I see a number of cases that feature some of the signs and symptoms of CRPS but would not be actually diagnosed as CRPS according to the Budapest criteria. For example, tendinopathy, neuropathies, post-surgery and following a nerve injury. The latter you may say could underpin CRPS II. There has always been difficulty suggesting that CRPS I is devoid of a nerve injury as of course nerves are ‘soft tissue’ and can easily be damaged during an injury. Of course when a nerve is injured neuropathic pain can be a consequence concurrent with the nociceptive pain.
Immobilisation can lead to similar symptoms including pain, altered movement, atrophy and vasomotor changes. One must consider the fact that for tissues to be healthy they require movement. Change in use of a body part will have a number of consequences including actual tissue change alongside issues of movement. Movement-based problems will be as a result of the altered tissue properties, cortical change and also a willingness to move. Fear avoidance, catastrophising and a belief that movement that hurts is a sign that damage is being done. This scenario can be played out in a number of conditions such as Achilles tendinopathy, tennis elbow, RSI and others.
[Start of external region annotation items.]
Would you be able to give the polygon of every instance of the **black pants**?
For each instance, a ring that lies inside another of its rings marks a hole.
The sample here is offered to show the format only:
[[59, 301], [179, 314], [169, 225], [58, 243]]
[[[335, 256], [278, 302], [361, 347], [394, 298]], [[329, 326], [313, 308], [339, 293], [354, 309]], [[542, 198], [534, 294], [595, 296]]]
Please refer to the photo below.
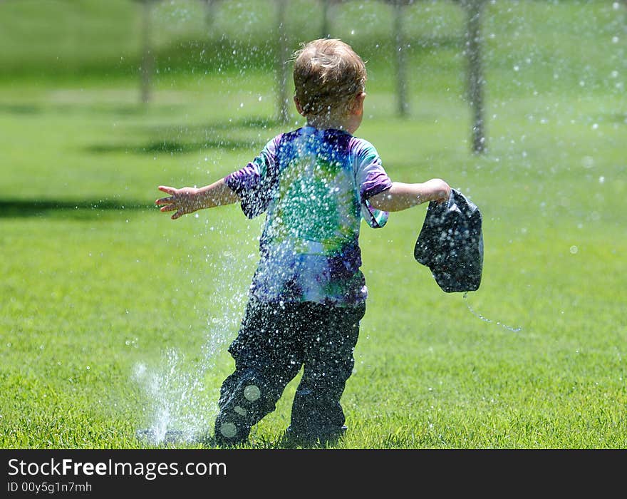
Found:
[[290, 432], [307, 439], [341, 432], [345, 417], [340, 398], [353, 371], [359, 321], [365, 312], [365, 304], [281, 307], [251, 299], [229, 347], [235, 370], [220, 389], [216, 441], [246, 441], [251, 427], [274, 410], [301, 366]]

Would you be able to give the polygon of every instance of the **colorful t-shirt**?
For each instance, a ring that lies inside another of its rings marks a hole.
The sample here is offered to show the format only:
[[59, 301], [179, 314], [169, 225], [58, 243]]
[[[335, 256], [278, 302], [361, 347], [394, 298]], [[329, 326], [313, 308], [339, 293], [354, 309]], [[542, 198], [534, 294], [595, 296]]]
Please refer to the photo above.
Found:
[[361, 218], [370, 227], [385, 225], [388, 213], [368, 199], [392, 185], [372, 144], [305, 126], [274, 137], [225, 181], [247, 217], [266, 212], [252, 296], [339, 306], [366, 301]]

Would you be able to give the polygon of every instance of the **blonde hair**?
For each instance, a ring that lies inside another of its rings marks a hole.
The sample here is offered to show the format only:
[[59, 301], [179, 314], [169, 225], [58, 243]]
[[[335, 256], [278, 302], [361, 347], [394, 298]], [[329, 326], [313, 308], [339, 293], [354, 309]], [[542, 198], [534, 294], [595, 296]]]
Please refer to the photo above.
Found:
[[294, 53], [296, 98], [306, 116], [345, 113], [353, 98], [366, 90], [366, 65], [350, 45], [319, 38]]

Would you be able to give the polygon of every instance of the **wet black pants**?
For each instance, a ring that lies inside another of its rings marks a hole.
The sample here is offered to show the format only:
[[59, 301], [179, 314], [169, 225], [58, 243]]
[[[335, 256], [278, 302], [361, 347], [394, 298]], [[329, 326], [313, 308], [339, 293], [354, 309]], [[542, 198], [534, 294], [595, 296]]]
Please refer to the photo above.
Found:
[[365, 312], [364, 304], [281, 307], [252, 299], [229, 347], [235, 370], [220, 389], [217, 442], [245, 442], [251, 427], [274, 410], [301, 367], [289, 432], [307, 440], [341, 432], [345, 417], [340, 398], [353, 371], [359, 321]]

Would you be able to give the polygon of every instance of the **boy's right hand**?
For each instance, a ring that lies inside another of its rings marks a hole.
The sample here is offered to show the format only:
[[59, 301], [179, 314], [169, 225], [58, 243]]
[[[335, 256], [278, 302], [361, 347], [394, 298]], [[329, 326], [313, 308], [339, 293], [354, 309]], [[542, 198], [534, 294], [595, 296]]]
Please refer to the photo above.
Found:
[[160, 197], [155, 201], [155, 204], [161, 206], [160, 211], [175, 212], [170, 217], [173, 220], [187, 213], [192, 213], [201, 207], [197, 200], [198, 189], [196, 187], [177, 189], [167, 185], [160, 185], [158, 188], [159, 190], [170, 195], [168, 197]]
[[425, 185], [428, 186], [430, 192], [430, 200], [436, 202], [444, 202], [450, 197], [450, 186], [441, 178], [432, 178], [427, 180]]

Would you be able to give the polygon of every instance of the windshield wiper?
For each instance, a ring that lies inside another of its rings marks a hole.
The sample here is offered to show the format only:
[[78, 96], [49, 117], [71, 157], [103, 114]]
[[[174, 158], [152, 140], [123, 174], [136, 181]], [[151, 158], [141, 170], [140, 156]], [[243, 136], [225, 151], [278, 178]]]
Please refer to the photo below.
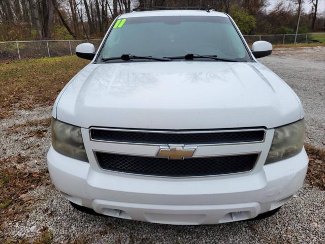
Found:
[[216, 55], [202, 55], [197, 54], [196, 53], [188, 53], [185, 56], [180, 56], [180, 57], [168, 57], [168, 58], [170, 58], [171, 59], [180, 59], [182, 58], [184, 58], [186, 60], [192, 60], [194, 58], [212, 58], [214, 60], [217, 60], [220, 61], [225, 61], [227, 62], [237, 62], [238, 61], [236, 59], [233, 59], [231, 58], [223, 58], [221, 57], [218, 57]]
[[106, 58], [102, 58], [102, 61], [105, 62], [106, 61], [109, 61], [110, 60], [117, 60], [117, 59], [121, 59], [123, 61], [129, 61], [130, 60], [133, 59], [151, 59], [151, 60], [156, 60], [157, 61], [172, 61], [172, 59], [170, 58], [167, 58], [165, 57], [152, 57], [151, 56], [136, 56], [135, 55], [132, 54], [123, 54], [120, 57], [107, 57]]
Neuropathic pain is ‘pain arising as a direct consequence of a lesion or disease affecting the somatosensory system’ NeuPSIG
Neuropathic pain measures are a useful way of determining whether there is a neuropathic component. Commonly used are the s-LANSS and painDETECT – shown below – alongside a thorough assessment. A recent paper discusses the NeuPSIG assessment guidelines.
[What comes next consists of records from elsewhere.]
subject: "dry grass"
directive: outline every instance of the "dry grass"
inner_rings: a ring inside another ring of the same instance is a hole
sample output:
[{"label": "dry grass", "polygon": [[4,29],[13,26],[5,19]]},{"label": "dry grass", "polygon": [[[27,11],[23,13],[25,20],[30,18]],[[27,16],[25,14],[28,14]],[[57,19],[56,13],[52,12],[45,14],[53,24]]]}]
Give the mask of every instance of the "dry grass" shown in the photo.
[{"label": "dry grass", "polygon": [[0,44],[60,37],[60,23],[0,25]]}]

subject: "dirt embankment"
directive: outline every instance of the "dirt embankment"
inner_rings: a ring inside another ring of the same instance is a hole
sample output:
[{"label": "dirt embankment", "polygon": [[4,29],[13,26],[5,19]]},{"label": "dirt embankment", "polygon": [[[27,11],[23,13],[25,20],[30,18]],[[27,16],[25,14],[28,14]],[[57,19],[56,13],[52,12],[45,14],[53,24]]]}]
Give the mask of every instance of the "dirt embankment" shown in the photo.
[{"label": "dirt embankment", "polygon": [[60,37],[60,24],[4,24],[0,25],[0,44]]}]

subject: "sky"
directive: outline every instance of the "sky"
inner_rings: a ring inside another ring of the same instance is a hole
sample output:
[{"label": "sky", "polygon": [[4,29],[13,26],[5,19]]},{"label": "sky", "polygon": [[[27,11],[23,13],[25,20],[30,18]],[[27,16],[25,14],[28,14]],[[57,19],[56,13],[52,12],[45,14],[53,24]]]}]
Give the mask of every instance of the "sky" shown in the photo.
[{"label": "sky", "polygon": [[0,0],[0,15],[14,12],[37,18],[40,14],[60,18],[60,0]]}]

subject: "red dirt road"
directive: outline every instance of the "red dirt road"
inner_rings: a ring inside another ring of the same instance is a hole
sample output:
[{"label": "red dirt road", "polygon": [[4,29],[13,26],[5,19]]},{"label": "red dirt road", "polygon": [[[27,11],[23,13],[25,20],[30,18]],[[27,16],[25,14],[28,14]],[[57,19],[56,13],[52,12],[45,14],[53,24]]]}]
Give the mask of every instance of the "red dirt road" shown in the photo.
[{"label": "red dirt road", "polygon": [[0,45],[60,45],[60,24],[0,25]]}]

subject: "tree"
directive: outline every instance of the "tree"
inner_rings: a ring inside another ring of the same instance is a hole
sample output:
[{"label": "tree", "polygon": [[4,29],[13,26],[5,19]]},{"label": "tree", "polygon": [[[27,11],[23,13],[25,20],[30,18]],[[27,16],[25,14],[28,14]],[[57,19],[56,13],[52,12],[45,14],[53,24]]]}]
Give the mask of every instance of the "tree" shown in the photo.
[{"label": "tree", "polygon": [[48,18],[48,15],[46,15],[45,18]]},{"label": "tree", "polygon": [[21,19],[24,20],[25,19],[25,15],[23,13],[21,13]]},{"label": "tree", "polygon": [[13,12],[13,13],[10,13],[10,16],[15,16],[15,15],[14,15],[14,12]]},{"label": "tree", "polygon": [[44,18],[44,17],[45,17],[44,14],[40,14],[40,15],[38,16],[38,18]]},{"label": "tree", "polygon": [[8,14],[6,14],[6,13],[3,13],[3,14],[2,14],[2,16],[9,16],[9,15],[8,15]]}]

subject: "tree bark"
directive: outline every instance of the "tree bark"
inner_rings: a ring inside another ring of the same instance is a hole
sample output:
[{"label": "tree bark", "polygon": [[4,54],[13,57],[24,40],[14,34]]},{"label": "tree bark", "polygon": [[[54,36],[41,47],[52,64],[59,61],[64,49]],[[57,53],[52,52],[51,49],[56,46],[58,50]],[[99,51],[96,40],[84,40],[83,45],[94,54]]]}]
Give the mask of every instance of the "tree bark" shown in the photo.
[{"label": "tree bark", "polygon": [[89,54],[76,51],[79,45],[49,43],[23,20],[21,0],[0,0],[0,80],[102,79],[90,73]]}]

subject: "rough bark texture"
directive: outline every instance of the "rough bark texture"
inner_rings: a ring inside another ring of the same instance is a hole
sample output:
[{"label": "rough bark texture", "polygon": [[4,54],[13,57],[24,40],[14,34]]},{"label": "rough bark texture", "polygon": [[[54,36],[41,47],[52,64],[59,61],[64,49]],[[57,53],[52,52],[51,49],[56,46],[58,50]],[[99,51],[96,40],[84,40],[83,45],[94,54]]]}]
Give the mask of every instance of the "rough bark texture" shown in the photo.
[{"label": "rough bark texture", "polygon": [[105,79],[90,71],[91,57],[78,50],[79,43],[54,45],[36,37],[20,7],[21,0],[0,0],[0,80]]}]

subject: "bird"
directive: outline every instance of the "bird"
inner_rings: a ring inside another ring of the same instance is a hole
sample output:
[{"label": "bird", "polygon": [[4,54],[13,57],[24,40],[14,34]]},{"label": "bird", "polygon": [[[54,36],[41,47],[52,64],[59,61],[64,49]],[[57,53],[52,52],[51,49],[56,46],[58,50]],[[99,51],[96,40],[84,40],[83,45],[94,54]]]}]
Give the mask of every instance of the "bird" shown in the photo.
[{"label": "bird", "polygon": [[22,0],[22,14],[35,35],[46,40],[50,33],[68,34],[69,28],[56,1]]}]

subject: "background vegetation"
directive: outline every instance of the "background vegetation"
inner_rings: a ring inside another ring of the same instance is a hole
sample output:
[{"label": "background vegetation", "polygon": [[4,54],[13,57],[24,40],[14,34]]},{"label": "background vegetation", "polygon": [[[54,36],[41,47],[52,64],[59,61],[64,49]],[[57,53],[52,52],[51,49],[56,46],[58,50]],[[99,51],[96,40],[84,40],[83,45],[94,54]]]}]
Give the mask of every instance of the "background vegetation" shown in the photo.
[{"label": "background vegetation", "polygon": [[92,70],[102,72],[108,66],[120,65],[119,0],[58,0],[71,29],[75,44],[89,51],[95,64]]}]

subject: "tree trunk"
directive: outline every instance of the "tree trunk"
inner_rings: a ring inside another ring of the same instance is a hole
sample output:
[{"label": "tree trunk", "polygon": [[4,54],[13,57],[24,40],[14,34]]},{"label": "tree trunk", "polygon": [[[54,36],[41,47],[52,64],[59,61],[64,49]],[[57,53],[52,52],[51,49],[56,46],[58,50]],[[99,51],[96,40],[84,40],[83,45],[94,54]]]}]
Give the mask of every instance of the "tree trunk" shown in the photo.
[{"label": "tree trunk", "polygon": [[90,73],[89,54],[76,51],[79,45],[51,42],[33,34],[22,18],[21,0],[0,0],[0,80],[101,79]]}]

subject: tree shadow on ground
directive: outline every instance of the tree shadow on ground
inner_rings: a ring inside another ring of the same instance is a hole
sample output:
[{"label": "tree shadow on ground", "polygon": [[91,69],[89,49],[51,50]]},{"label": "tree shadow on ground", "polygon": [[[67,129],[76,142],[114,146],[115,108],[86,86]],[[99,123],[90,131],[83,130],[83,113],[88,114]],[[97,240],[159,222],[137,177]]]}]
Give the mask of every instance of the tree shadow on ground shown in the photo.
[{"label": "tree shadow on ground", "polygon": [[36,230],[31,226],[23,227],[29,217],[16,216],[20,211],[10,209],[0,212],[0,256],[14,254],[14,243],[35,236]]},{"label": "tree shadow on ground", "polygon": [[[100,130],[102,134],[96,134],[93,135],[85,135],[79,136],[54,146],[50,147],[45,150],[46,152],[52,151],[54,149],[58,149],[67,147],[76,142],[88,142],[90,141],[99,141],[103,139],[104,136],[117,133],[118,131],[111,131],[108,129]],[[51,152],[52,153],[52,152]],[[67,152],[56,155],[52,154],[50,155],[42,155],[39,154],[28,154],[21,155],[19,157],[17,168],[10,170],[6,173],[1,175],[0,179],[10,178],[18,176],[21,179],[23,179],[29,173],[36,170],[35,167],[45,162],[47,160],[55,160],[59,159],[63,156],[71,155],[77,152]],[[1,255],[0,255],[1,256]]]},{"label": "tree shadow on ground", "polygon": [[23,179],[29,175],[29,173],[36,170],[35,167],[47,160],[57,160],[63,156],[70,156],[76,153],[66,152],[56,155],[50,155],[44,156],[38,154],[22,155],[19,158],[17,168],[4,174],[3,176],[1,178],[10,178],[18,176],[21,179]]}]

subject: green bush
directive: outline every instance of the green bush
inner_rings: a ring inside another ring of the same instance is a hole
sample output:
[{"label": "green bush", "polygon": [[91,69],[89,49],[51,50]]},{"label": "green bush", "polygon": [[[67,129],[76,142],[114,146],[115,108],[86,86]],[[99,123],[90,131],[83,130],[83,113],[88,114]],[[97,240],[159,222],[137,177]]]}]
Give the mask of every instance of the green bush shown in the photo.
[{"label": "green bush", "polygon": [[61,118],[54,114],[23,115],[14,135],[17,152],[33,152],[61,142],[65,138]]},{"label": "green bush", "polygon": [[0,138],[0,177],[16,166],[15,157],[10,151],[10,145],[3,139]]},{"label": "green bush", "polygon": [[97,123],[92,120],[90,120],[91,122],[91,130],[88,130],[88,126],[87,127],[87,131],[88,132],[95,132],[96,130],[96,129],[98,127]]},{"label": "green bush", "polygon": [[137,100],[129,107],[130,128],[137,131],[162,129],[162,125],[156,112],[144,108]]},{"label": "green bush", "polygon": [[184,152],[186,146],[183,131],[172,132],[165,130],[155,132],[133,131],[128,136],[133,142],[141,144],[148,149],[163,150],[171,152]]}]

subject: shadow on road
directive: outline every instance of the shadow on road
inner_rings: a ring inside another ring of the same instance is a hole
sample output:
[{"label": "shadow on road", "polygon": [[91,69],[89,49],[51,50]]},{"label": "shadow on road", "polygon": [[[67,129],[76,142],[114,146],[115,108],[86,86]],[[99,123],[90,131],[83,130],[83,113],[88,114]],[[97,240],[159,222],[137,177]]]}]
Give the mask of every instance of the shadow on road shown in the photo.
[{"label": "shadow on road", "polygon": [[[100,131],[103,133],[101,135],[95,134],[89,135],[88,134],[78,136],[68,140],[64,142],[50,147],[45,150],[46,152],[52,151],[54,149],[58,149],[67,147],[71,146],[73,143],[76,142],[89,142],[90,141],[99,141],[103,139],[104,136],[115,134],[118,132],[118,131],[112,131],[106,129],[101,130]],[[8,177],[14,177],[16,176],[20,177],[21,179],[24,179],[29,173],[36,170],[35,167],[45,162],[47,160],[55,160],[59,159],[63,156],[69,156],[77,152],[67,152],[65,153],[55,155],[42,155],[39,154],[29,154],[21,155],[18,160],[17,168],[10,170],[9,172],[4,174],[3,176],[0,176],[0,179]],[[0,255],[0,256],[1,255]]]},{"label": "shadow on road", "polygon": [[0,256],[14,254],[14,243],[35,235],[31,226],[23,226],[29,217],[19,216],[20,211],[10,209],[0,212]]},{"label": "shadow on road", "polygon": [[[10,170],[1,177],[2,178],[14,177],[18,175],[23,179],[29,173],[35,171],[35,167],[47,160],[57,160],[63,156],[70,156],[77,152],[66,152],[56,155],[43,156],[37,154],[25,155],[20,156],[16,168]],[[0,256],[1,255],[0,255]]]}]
When neuropathic pain is found to be part of the presentation, this can guide treatment including medication and therapy. The former needs to be attended to with a plan that is fully understood by the patient: how the medication works, how to use it and how to gradually reduce the dosage. The latter includes techniques such as graded motor imagery, 2-point discrimination and desensitisation techniques at a peripheral and central level.